This Sunday in our Gospel story we hear about the widows mite. Mark sharpens the lesson Jesus gives, by linking this incident with what he has to say about ‘scribes’ who ‘swallow the property of widows while making a show of lengthy prayers’. The situation of widows was insecure. The ‘scribes’, so often mentioned in the gospels, were interpreters of the Law of old Israel they were the lawyers of the day But beneath their exterior religious garb, they were rapacious and in many respects just didn’t give a damn as long as they had what they wanted. The widow, on the other hand, reveals the true religious practice of those who have little, but express great trust in God to provide for them.

Jesus makes a series of charges against the scribes. He criticises their habit of wearing distinctive dress, which marks them as different from others and is calculated to win people’s deference. He criticises their habit of taking the places of honour at religious and civil functions. He criticises their habit of long-winded prayers, made not to God but to their immediate audience. Finally, he denounces their practice of exploiting helpless widows by living off their savings.

In contrast to the counterfeit piety of the scribes, Jesus honours true piety in the generosity of the poor widow. The pious frauds who abused their religious status could take a lesson from a woman who had no status in their religion or society, a poor widow. The two small coins make up the total of her resources. She could have kept one. She doesn’t. Her generosity cannot be bettered. For Jesus, true generosity is measured not by what people give but by what they have left after they give. The poor widow leaves herself with nothing. She cannot give more, for she has nothing more to give. In Jesus’ estimation she is a mighty widow.

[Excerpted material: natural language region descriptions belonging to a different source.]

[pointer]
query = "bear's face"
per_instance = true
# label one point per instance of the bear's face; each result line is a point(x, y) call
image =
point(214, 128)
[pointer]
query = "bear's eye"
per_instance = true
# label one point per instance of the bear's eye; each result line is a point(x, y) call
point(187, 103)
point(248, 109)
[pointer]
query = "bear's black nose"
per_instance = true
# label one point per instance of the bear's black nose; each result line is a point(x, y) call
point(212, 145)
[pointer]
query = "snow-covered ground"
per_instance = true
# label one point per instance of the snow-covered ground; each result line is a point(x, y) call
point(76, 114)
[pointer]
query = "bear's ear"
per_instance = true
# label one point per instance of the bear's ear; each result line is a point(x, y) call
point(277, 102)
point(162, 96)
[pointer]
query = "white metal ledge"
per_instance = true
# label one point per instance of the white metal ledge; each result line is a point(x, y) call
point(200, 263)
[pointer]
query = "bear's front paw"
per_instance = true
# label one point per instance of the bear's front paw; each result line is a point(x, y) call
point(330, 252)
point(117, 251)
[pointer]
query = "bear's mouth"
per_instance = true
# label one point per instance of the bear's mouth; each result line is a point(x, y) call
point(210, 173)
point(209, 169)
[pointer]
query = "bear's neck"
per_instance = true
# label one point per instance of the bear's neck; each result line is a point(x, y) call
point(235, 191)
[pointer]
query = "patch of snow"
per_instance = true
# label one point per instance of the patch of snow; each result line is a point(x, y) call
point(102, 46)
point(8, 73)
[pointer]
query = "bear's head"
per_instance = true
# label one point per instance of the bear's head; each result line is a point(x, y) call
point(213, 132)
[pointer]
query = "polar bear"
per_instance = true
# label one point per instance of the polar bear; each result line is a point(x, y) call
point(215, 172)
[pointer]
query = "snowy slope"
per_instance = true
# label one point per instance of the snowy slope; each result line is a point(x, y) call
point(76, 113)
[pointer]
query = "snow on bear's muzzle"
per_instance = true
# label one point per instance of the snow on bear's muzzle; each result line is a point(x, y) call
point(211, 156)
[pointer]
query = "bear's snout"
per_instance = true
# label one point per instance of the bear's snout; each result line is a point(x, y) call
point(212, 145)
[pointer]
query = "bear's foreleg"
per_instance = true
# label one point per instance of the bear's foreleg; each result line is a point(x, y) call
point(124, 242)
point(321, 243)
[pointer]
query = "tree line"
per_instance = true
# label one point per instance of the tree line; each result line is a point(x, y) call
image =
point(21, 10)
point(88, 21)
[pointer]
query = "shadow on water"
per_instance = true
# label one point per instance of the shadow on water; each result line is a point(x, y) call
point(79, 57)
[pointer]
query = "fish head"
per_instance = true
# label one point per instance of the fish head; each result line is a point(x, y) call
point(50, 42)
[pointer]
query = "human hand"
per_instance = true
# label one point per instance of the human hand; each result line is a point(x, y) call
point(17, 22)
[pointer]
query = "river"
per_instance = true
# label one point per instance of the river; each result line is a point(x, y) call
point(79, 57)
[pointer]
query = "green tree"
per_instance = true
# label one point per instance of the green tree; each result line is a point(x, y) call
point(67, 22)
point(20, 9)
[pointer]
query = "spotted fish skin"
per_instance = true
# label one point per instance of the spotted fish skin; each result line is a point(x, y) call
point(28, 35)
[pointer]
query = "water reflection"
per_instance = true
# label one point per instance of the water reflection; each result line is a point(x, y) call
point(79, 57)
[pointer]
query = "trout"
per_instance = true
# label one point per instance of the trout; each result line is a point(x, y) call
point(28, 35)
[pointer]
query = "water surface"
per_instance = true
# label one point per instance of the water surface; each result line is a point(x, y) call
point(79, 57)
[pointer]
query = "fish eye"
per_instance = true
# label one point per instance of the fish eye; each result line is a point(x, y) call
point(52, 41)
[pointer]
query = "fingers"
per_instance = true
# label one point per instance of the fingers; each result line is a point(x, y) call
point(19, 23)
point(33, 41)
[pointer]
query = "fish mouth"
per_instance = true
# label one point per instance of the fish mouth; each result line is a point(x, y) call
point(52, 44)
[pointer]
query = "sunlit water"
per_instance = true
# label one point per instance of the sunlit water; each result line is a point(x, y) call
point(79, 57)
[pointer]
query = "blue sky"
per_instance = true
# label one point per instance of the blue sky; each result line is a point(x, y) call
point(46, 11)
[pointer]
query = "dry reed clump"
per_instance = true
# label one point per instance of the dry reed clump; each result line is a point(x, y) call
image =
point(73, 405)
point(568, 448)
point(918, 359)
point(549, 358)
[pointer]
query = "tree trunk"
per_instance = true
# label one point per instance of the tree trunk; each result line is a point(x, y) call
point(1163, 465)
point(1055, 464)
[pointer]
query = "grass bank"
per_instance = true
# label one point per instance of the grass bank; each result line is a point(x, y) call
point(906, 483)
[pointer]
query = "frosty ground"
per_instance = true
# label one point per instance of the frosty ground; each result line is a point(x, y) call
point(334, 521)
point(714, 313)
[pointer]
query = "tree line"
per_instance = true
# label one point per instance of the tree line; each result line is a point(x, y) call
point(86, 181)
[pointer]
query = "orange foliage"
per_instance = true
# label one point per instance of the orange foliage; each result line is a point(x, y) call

We, need to listen to Jesus’s words. We are tempted to preserve our systems and benefit from what they give us: standing in the community, predictability, stability and a blessing of the status quo. The church’s history also reveals how we have blessed armies that invaded and enslaved indigenous peoples, preached slavery and oppression. Our religious apparatus has tended to side more with Caesar and with the economic and political world that belongs to Caesar. Jesus condemns those individuals and institutions that benefit from the burdens put on the poor. He said previously in Mark (11:17) that the Temple had become a den of thieves and not a house of prayer.

He predicted it would all come tumbling down.  Today’s passage illustrates why this destruction was inevitable, because those in the temple were corrupt. Every day demands are made on us. We are called on to be generous with our love, our forgiveness, our patience, our resources. The good news is that when we do that out of love, Jesus will be our constant support through the good and bad and happy and sad times which we often find ourselves in.